# need a squat in london



## need1 (Aug 27, 2009)

urgent..

i am looking for one for weeks and can not find anything... sleeping in a london park ..(it is dirty and cold)

i am 27 yrs old and unemployed (looking for work )

i am quite the intelectual type, well read , left and radical literature lately ... figures ... 

full of bitterness


----------



## Atilla the Hun (Aug 28, 2009)

Hope I don't come off as rude, but who in the world is going to hand a complete stranger the keys to a squat? I'm just a newbie rubber tramp, so I can't help you. You're intelligent and well read right? Figure it out yourself. Do you have any friends that'll let you crash at their place for a while?


----------



## need1 (Aug 28, 2009)

dude wake up and smell the roses...

you have a point there, that ppl do not know me .. but ppl can get to know me ,can meet me first ... and judge for themselves before leting me in ... lol 

what am i suppose 2 do ?

reaching in the dark ...

ps. ofcourse i am trying to figure it out myself ... i keep fighting ...men do that, you would know if you were 1


----------



## need1 (Aug 28, 2009)

pss. nope , no friends


----------



## Matt Derrick (Aug 28, 2009)

you sound like a jerk. if you want people to take your request seriously, you need to show this "intellect and intelligence" you claim to have.

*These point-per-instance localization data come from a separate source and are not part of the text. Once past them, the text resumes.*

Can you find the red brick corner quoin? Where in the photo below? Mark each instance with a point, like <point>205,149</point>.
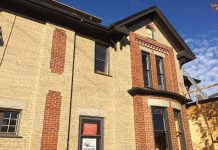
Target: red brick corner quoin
<point>58,50</point>
<point>51,121</point>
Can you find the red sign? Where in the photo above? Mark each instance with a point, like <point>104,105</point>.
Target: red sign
<point>90,129</point>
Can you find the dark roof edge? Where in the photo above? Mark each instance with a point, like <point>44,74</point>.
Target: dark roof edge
<point>149,91</point>
<point>186,53</point>
<point>72,10</point>
<point>202,101</point>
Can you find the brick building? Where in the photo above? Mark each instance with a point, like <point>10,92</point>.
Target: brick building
<point>68,82</point>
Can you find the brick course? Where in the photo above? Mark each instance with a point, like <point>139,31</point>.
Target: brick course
<point>57,60</point>
<point>142,112</point>
<point>50,130</point>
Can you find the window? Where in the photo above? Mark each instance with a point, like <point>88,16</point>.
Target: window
<point>150,32</point>
<point>146,69</point>
<point>101,59</point>
<point>179,130</point>
<point>161,129</point>
<point>9,122</point>
<point>91,133</point>
<point>160,73</point>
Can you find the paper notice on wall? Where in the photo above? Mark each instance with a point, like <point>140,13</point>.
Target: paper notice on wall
<point>88,144</point>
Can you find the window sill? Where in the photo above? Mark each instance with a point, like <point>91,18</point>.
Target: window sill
<point>102,73</point>
<point>9,136</point>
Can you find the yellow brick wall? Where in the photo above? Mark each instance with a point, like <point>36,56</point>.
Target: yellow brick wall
<point>198,125</point>
<point>26,77</point>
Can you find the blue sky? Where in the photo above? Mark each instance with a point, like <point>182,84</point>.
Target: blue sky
<point>194,20</point>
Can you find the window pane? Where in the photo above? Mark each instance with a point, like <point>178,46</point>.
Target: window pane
<point>14,115</point>
<point>158,122</point>
<point>5,122</point>
<point>146,78</point>
<point>11,129</point>
<point>160,141</point>
<point>100,65</point>
<point>100,52</point>
<point>13,122</point>
<point>4,128</point>
<point>146,69</point>
<point>145,61</point>
<point>6,115</point>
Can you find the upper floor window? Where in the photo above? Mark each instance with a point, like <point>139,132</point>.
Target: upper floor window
<point>9,122</point>
<point>179,129</point>
<point>146,69</point>
<point>91,133</point>
<point>160,73</point>
<point>161,129</point>
<point>150,32</point>
<point>101,59</point>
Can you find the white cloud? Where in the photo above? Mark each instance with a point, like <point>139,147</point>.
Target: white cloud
<point>205,67</point>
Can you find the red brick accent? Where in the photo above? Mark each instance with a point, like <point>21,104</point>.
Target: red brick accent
<point>51,121</point>
<point>57,60</point>
<point>136,61</point>
<point>186,128</point>
<point>143,124</point>
<point>172,128</point>
<point>142,112</point>
<point>154,71</point>
<point>139,118</point>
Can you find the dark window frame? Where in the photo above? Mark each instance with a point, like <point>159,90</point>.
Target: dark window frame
<point>166,123</point>
<point>148,70</point>
<point>106,61</point>
<point>180,133</point>
<point>161,74</point>
<point>101,136</point>
<point>17,120</point>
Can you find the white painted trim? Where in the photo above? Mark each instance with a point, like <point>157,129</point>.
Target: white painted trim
<point>176,105</point>
<point>12,103</point>
<point>159,54</point>
<point>91,112</point>
<point>158,102</point>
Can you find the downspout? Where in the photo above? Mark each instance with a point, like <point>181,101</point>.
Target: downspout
<point>71,94</point>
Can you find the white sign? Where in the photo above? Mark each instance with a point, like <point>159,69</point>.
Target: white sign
<point>88,144</point>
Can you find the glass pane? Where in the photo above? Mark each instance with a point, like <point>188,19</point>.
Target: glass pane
<point>13,122</point>
<point>100,65</point>
<point>100,52</point>
<point>4,128</point>
<point>14,115</point>
<point>158,122</point>
<point>145,62</point>
<point>5,122</point>
<point>6,114</point>
<point>146,78</point>
<point>160,141</point>
<point>11,129</point>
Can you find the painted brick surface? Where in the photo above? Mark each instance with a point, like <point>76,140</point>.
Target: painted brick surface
<point>51,121</point>
<point>58,51</point>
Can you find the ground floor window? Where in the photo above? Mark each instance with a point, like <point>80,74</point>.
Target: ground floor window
<point>161,129</point>
<point>179,129</point>
<point>9,122</point>
<point>91,133</point>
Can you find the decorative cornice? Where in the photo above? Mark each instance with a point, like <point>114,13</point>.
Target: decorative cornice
<point>148,91</point>
<point>150,43</point>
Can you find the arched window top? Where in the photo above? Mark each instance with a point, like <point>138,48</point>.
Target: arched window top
<point>150,32</point>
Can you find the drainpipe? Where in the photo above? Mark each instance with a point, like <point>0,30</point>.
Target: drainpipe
<point>71,94</point>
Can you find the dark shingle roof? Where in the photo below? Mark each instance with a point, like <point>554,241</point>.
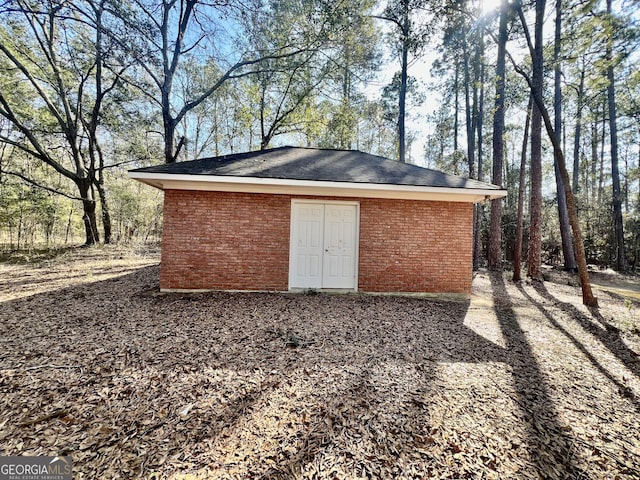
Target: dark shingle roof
<point>295,163</point>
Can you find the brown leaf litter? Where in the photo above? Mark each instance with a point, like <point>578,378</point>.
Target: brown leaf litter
<point>518,381</point>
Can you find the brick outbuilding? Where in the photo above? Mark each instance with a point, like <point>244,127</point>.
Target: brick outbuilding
<point>300,218</point>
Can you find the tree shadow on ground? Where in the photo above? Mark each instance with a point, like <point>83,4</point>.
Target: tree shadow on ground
<point>622,389</point>
<point>609,336</point>
<point>124,367</point>
<point>550,448</point>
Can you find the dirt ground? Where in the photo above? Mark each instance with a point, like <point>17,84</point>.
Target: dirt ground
<point>517,381</point>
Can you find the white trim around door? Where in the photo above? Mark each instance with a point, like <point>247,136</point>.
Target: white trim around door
<point>323,247</point>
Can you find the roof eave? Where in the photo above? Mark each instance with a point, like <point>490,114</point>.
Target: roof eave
<point>165,181</point>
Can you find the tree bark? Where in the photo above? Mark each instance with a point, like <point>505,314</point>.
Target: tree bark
<point>89,211</point>
<point>402,97</point>
<point>587,295</point>
<point>517,254</point>
<point>620,260</point>
<point>535,206</point>
<point>578,134</point>
<point>563,215</point>
<point>479,212</point>
<point>495,227</point>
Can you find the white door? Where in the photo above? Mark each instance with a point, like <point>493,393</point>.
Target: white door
<point>323,245</point>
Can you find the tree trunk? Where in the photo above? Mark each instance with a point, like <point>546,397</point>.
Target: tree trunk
<point>563,215</point>
<point>467,111</point>
<point>479,207</point>
<point>104,208</point>
<point>535,207</point>
<point>621,260</point>
<point>578,134</point>
<point>587,294</point>
<point>402,97</point>
<point>456,101</point>
<point>88,212</point>
<point>517,254</point>
<point>495,227</point>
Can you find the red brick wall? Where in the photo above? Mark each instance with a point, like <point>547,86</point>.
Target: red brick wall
<point>218,240</point>
<point>227,241</point>
<point>414,246</point>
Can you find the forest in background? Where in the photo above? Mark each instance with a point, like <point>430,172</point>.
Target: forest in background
<point>92,88</point>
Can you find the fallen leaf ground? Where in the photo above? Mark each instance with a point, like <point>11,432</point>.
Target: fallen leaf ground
<point>518,381</point>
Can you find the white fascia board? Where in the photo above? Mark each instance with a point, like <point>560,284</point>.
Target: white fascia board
<point>166,181</point>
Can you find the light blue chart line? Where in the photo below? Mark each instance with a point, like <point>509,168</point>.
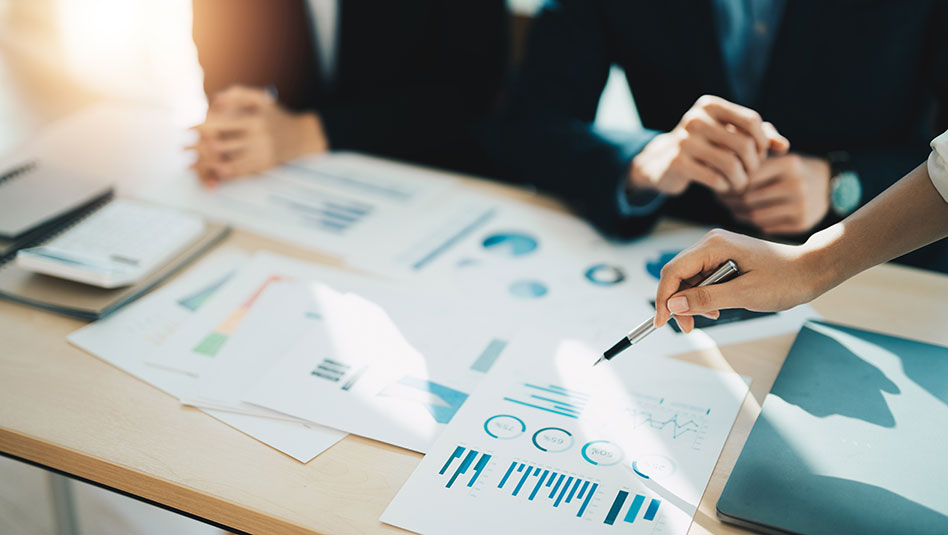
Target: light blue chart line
<point>541,408</point>
<point>509,470</point>
<point>539,484</point>
<point>450,242</point>
<point>489,356</point>
<point>582,508</point>
<point>558,402</point>
<point>635,468</point>
<point>553,390</point>
<point>478,468</point>
<point>652,509</point>
<point>570,392</point>
<point>634,508</point>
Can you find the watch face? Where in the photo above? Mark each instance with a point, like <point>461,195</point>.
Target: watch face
<point>845,193</point>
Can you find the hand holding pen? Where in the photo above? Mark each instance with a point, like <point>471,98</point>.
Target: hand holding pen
<point>773,277</point>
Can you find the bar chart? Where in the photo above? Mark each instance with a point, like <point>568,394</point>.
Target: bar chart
<point>466,460</point>
<point>528,480</point>
<point>211,344</point>
<point>632,512</point>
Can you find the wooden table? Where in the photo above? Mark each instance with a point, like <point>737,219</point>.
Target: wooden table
<point>65,410</point>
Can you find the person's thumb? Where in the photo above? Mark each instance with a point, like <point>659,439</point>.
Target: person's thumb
<point>778,143</point>
<point>700,300</point>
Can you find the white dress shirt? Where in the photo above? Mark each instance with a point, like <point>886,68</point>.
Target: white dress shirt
<point>325,16</point>
<point>938,164</point>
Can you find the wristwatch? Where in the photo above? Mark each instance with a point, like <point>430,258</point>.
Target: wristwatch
<point>845,186</point>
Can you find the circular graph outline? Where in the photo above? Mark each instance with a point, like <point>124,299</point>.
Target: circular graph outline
<point>535,289</point>
<point>594,463</point>
<point>545,450</point>
<point>594,268</point>
<point>522,425</point>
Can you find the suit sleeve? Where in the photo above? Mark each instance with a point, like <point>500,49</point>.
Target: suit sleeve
<point>546,135</point>
<point>879,169</point>
<point>433,107</point>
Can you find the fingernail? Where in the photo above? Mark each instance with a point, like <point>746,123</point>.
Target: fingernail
<point>678,305</point>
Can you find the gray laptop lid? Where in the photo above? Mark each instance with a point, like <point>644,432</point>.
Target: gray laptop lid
<point>853,438</point>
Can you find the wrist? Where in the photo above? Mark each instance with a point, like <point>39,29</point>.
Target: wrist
<point>638,177</point>
<point>311,135</point>
<point>824,260</point>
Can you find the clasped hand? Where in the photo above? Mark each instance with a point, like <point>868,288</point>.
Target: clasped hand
<point>247,131</point>
<point>744,160</point>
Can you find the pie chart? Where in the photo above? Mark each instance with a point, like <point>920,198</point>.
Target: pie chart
<point>604,275</point>
<point>528,289</point>
<point>655,265</point>
<point>510,244</point>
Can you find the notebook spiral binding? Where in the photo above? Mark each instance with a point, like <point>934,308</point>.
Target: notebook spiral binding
<point>17,171</point>
<point>58,227</point>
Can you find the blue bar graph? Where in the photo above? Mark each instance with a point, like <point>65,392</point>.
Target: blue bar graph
<point>539,484</point>
<point>557,486</point>
<point>634,508</point>
<point>562,492</point>
<point>616,506</point>
<point>485,459</point>
<point>509,471</point>
<point>633,512</point>
<point>652,509</point>
<point>589,496</point>
<point>465,464</point>
<point>563,488</point>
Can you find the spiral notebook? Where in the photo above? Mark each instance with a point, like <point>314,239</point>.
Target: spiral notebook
<point>38,203</point>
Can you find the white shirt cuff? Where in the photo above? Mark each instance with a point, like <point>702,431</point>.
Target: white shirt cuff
<point>938,165</point>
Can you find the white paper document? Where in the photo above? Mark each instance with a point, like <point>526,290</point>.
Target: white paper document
<point>315,343</point>
<point>550,444</point>
<point>127,338</point>
<point>532,266</point>
<point>344,204</point>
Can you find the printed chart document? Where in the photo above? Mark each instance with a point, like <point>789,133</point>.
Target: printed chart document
<point>343,204</point>
<point>298,340</point>
<point>530,265</point>
<point>126,338</point>
<point>550,444</point>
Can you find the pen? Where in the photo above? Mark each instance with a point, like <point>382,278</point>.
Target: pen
<point>727,270</point>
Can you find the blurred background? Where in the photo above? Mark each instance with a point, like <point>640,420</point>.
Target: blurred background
<point>70,65</point>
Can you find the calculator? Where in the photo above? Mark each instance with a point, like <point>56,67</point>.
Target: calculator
<point>116,246</point>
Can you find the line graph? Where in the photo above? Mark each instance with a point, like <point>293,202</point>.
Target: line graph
<point>678,428</point>
<point>671,419</point>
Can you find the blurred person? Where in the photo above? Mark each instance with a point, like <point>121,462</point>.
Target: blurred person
<point>910,214</point>
<point>764,116</point>
<point>286,78</point>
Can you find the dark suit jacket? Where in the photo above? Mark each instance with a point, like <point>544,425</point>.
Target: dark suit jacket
<point>412,76</point>
<point>861,76</point>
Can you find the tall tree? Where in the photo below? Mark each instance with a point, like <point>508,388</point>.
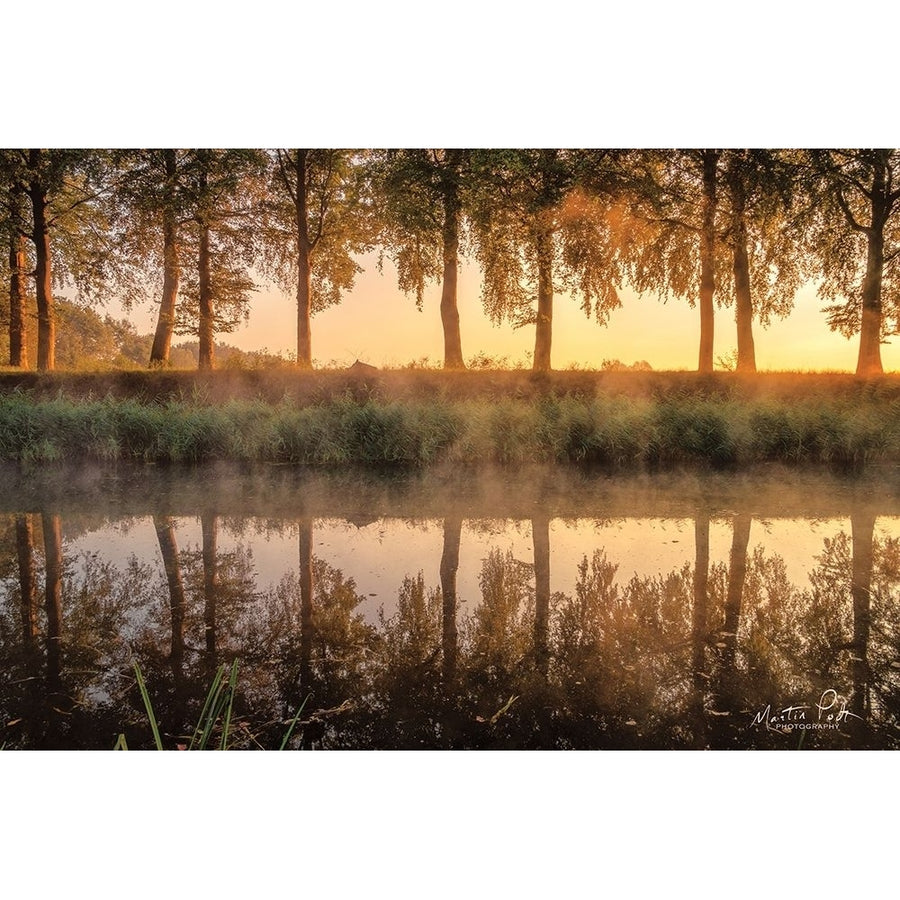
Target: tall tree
<point>674,247</point>
<point>151,202</point>
<point>757,197</point>
<point>422,196</point>
<point>221,200</point>
<point>853,230</point>
<point>64,187</point>
<point>537,229</point>
<point>319,217</point>
<point>14,227</point>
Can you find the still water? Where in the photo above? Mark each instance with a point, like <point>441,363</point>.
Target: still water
<point>535,608</point>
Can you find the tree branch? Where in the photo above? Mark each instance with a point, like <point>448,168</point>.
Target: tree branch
<point>284,177</point>
<point>848,213</point>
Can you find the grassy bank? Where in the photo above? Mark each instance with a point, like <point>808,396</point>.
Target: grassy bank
<point>651,431</point>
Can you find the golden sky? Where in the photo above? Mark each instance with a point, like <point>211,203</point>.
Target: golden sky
<point>379,325</point>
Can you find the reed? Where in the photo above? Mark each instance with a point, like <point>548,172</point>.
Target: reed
<point>675,429</point>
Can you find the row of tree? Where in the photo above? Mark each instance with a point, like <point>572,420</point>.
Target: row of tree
<point>189,228</point>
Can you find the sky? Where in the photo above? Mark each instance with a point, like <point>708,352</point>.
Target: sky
<point>379,325</point>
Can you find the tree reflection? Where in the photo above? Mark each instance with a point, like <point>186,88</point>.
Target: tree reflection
<point>449,568</point>
<point>682,658</point>
<point>27,582</point>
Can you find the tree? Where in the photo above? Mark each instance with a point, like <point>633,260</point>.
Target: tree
<point>766,253</point>
<point>318,218</point>
<point>535,227</point>
<point>421,205</point>
<point>853,228</point>
<point>63,187</point>
<point>13,226</point>
<point>221,200</point>
<point>673,244</point>
<point>150,200</point>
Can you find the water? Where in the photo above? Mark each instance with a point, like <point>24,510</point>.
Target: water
<point>535,608</point>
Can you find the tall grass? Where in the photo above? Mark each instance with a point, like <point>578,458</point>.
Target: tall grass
<point>614,431</point>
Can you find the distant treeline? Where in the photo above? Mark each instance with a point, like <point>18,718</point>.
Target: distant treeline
<point>187,228</point>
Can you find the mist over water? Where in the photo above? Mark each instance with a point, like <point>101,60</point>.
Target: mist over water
<point>530,608</point>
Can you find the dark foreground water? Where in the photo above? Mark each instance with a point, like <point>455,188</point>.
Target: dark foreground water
<point>538,608</point>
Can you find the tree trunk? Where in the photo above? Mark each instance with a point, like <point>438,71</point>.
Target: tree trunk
<point>862,526</point>
<point>869,361</point>
<point>18,340</point>
<point>540,534</point>
<point>27,581</point>
<point>449,567</point>
<point>544,325</point>
<point>40,235</point>
<point>53,569</point>
<point>209,525</point>
<point>453,358</point>
<point>304,267</point>
<point>207,319</point>
<point>165,324</point>
<point>710,160</point>
<point>746,361</point>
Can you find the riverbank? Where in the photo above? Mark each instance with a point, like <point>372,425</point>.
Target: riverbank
<point>618,420</point>
<point>311,387</point>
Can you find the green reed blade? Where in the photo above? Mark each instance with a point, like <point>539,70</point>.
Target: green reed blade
<point>232,685</point>
<point>290,730</point>
<point>147,705</point>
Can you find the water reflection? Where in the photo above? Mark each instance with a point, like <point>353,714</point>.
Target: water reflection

the best analogy i can think of is... its like youre posting a singles ad that says "i wanna fuck". yes, everyone wants that. how about adding some detail and personality to your post?

also, the "if you were a man" comment was very inappropriate. this violates our rules under flaming.

7 day ban.


----------



## stove (Aug 29, 2009)

Hmm damn shame, I don't know of a squat but I've got some friends in and around London, as well as knowing plenty of punks whom hang out at the Circus. There's also a super hospex network...Oh well, don't freeze Dbag.


----------